I want to refuse. I’m eighteen now, a grown woman. I make my own choices. But I don’t argue. When Phen said good-bye to me this morning there was a finality in his voice, like maybe he won’t be there if I go back again. I guess I always knew that our time together would be fleeting. Ephemeral. And if he doesn’t decide to call it off now, it’s not like going to Florence will stop us from being together.

“Fine,” I say softly. I slip past Nonna into the house. In the kitchen, Clara looks up at me from the table, then looks quickly away.

“Well played,” I tell her.

“I didn’t do anything. She has eyes, you know. She could see you weren’t here. I tried to cover, but—”

“You’re a crappy liar,” I fill in. Which is true. Clara couldn’t lie her way out of a paper bag.

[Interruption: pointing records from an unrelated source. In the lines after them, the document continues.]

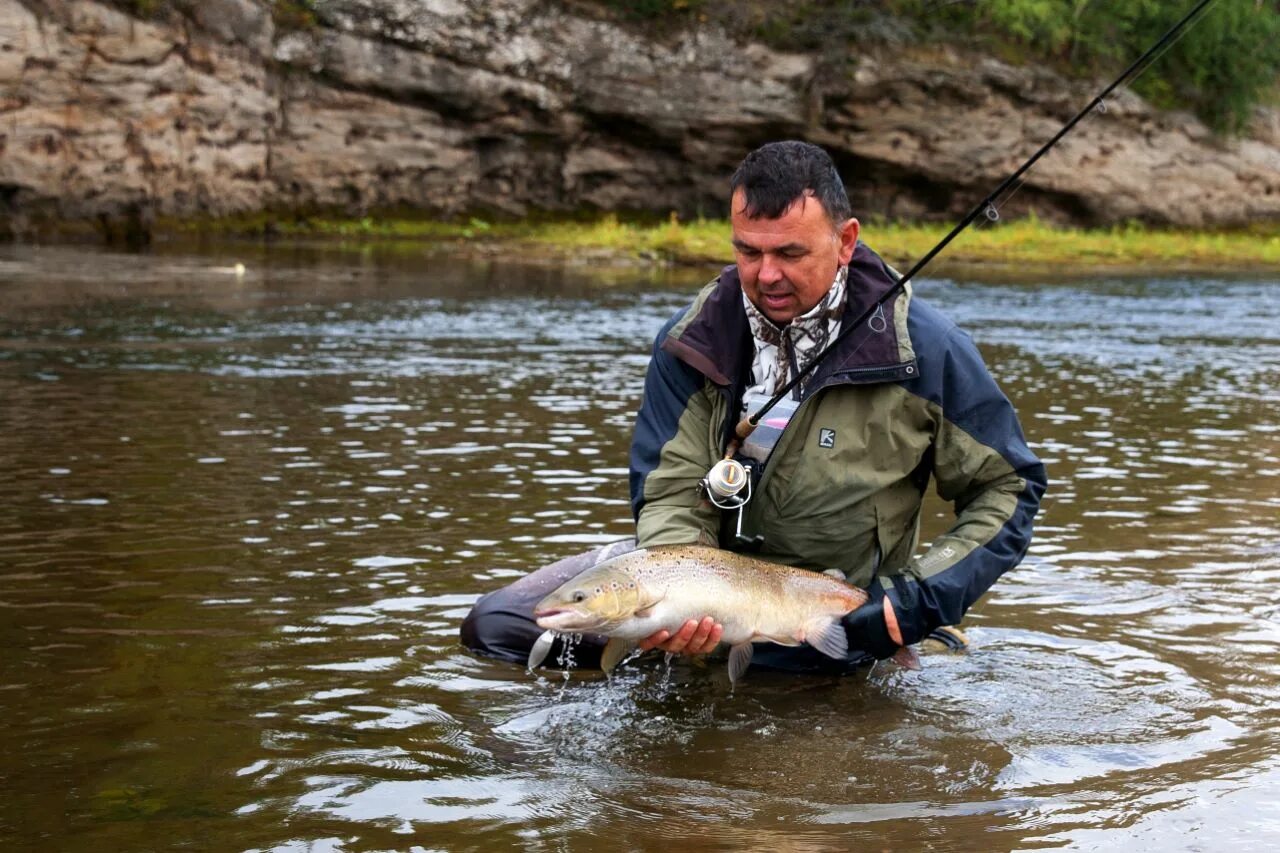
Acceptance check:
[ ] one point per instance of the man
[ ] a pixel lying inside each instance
(901, 401)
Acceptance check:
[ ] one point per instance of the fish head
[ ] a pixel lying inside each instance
(595, 601)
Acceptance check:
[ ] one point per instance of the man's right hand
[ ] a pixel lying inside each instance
(693, 638)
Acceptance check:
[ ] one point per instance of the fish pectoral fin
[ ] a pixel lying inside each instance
(615, 651)
(830, 639)
(908, 658)
(739, 658)
(542, 647)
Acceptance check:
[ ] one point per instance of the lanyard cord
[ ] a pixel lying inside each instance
(986, 206)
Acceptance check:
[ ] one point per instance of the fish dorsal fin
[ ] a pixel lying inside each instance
(830, 639)
(739, 658)
(615, 651)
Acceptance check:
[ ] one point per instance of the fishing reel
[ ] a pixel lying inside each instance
(728, 484)
(728, 487)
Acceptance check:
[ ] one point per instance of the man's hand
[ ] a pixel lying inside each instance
(693, 638)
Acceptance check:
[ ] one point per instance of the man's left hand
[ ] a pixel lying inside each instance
(693, 638)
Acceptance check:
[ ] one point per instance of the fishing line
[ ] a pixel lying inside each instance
(986, 208)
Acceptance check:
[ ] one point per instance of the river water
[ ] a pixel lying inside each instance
(245, 515)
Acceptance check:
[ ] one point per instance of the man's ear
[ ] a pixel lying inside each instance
(848, 240)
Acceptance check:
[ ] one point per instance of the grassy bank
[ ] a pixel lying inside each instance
(1022, 243)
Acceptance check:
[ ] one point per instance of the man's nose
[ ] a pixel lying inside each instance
(769, 270)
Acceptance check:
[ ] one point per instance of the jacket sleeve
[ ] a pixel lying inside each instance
(671, 454)
(983, 465)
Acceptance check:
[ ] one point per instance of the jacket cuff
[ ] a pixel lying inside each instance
(867, 630)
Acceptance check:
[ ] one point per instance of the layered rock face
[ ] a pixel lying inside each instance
(515, 106)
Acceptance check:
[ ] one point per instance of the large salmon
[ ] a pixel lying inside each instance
(638, 593)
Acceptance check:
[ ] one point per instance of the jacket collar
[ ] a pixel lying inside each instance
(714, 338)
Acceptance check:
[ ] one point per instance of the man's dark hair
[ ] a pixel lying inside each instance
(777, 173)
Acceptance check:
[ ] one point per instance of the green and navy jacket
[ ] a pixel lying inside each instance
(844, 486)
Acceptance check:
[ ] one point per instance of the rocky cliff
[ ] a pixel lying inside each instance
(448, 106)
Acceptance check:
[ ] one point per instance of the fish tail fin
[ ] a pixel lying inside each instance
(830, 639)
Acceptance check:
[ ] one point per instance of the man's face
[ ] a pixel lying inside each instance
(787, 264)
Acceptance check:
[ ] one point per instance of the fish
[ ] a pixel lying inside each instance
(638, 593)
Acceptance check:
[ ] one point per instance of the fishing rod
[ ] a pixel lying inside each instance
(727, 478)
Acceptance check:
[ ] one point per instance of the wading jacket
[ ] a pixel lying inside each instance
(844, 486)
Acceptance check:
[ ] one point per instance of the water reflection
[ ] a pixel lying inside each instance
(247, 515)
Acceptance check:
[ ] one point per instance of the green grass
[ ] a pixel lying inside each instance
(698, 242)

“Sorry,” Clara murmurs. “But Ange, about Phen—”

“Don’t concern yourself with Phen,” I interrupt. “Now apparently I’ve got some packing to do.”

CLARA

Angela doesn’t speak to me for a solid week. I pass the time wandering around Florence alone, seeing the sights without her. I consider how hard it’s going to be come fall, when we have to head off for Stanford together. But I’m not sorry for what I said to Phen. Not really. I was protecting her, I tell myself. The only way I knew how.

It doesn’t matter though. By the end of the week, she’s sneaking out again. Out the window, this time. Phen must have followed us here.

I’m going to have to talk to her about it. About him.

Angela’s great-aunt, Betta, puts us to work making her mandatory Sunday night family dinner. I watch Angela while she’s chopping lettuce for the salad, and I can tell she’s barely here with me. She’s still with him. Her eyes are far away. I wonder if I looked like that, with Tucker. If it was so plain on my face.

She looks up, sees me staring at her, and her expression darkens.

“You’re judging me,” she says. “Again.”

I don’t know how to tell her what I think. My throat closes around the words I would say, about what I saw of Phen’s soul, what he said, what I said to him. It’s not what she wants to hear. Still, I should tell her. It might hurt, but it’s important for her to know what he’s really like. I glance out the window and spot Betta on the balcony hanging up sheets, humming to the radio, safely out of earshot.

“Ange, listen,” I begin, even though I have a feeling that she won’t.

“Don’t bother explaining,” she says before I can get another word out. “I know this thing with Phen won’t work. He and I both know it. We’ve been over it. Maybe that’s part of what drives me crazy about him. He’s forbidden fruit. I know we can’t be together.”

I let out a tiny sigh of relief. Thank God she’s being sensible. Finally.

“But that doesn’t change how I feel about him,” she says then, staring up at me with the paring knife still clutched in her hand. “He might not be my destiny, like what you have, but it doesn’t change the fact that I . . .” She looks embarrassed, wipes sweat off her forehead, and goes back to cutting up lettuce. “I guess I thought you’d understand.”

So much for sensible. She’s right, though. I’m the last person qualified to lecture someone else about affairs of the heart. I’m the poster girl for the it’s complicated relationship status on Facebook. I still dream about Tucker almost every night.

“I do understand,” I say. “But—”

“That’s why we agreed to keep it casual,” she says like she didn’t hear me. “It was temporary; we knew that. We’re just friends, really. That’s all.”